Jim Pennington, mechanic to the stars—the only one to whom the likes of Steven Spielberg and Tom Cruise would entrust their Jaguars and Bentleys—had done eight years of hard time at Lompoc for running a chop shop before he sobered up, in more ways than one. That had been twenty-five years ago and he’d been on the straight and narrow ever since.

“Car’s fine,” Marc told him. “I’m not so sure about me.”

“Okay I’m listening.” The jollity went out of his voice. Jim, with whom he had less in common than with anyone he knew, was the one person he could confide in.

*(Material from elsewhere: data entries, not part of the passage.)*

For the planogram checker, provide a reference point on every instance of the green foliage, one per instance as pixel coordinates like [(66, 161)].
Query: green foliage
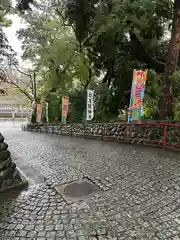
[(97, 44)]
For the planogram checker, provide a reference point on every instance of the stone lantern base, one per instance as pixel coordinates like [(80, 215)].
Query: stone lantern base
[(10, 176)]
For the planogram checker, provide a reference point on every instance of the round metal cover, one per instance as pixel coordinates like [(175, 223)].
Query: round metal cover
[(78, 189)]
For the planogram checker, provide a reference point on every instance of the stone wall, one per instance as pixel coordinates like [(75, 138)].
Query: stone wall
[(140, 133)]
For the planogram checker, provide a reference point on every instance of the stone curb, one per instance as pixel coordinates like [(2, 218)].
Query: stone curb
[(21, 185)]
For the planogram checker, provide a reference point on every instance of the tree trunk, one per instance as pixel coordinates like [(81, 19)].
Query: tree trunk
[(166, 101)]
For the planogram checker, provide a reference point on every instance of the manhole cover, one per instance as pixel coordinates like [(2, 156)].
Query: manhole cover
[(78, 189)]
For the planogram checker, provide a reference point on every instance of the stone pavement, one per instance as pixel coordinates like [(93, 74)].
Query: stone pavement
[(141, 198)]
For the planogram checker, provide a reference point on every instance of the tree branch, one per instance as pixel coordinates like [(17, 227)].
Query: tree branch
[(143, 55)]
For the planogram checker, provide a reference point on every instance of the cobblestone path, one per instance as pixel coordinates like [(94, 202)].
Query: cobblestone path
[(141, 198)]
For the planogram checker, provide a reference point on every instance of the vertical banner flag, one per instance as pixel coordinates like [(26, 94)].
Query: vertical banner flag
[(90, 105), (47, 112), (38, 113), (137, 95), (65, 105)]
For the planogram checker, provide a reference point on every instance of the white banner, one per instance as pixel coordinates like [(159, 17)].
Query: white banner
[(90, 105)]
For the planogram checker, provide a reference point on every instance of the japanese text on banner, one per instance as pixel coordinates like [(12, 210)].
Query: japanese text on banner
[(137, 95), (38, 113), (65, 107), (90, 105)]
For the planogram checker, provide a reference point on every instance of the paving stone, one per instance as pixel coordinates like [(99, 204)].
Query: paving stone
[(141, 187)]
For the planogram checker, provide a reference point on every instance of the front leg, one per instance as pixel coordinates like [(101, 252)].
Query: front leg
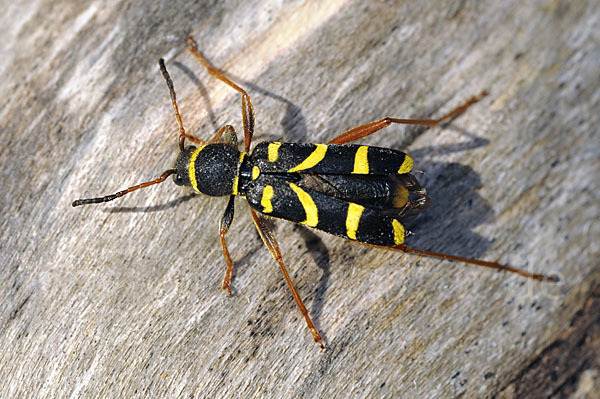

“Faith filed for divorce.” Marc had told him about Anna, and now hastened to add, “It’s not what you think. She says I’m holding her back.”

“Do you believe that?”

“I don’t know what to believe anymore.”

“Okay, what do you
want
then?”

“I want her back.”

“Which one?”

“I don’t know that either.” Marc dropped his head against the back of the recliner in which he sat, holding a tumbler of tonic water, sans gin, on one knee. The room was dark, illuminated only by the light in the kitchen that he’d forgotten to switch off. “And here I thought I was supposed to have all the answers.”

“Don’t flatter yourself, Doc.” He heard the rough affection in Jim’s voice. “None of us knows shit.”

“ ‘We have come to accept that we know only a little,’ ” Marc quoted from the big book of AA.

“You know what your problem is, Doc? You think too much.” Jim referred to the program he worked as the meat and potatoes variety. “Stop trying to figure it all out and just go with your gut.”

“That’s what got me into this mess to begin with.” If he hadn’t followed his instincts, he wouldn’t have rushed to Anna’s aid. But how could he be sorry for that?

“Dude, did it ever occur to you that this so-called mess might be the best thing that’s ever happened to you?”

Marc stared into his glass at the ice cubes gleaming silver in the light that sloped from the kitchen doorway. “Maybe you should think about switching careers,” he said with a smile. “You’d make a good shrink.”

“And you’d make a lousy mechanic. You can’t talk an engine into running. You got to crawl underneath and get your hands dirty.”

Marc sighed. “I thought I wanted this divorce. And now all I want to do is crawl into a hole.”

Jim was silent for so long, Marc thought he’d gone back to sleep. Then in his deep rumble of a voice, coarsened by his years of drinking and the two-pack-a-day cigarette habit he had yet to break, he said, “When I was doing my time, the only thing that kept me sane was the thought of going home to my wife. But soon as I got out I saw the truth—we were just two drunks hanging on to each other to keep from falling down.” Marc heard a voice murmuring sleepily in the background. Jim had remarried, a woman he’d met in AA. They had two kids, one in college, and were happy, as far as Marc knew. “What might’ve been right at one time isn’t always in the long run. Shit happens; things change. You got to face it, dude. You aren’t the one working the levers; you’re just the guy that got caught in them.”

“Thanks, Jim. I can always count on you to put things into perspective,” Marc said with the appropriate dash of irony.

“For five hundred bucks, I’ll throw in a new muffler.”

“I might take you up on that. I don’t like the way mine’s been sounding lately”

“Want some free advice, Doc? Get yourself a new set of wheels.”

“Is there supposed to be a metaphor in this?”

“No, but I’ve got a friend who can give you a honey of a deal.”

“I’ll think about it.” Marc gave a dry chuckle. “Now go back to sleep before Irene kills me.”

“Sounds like you’re doing a pretty good job of it all by yourself.”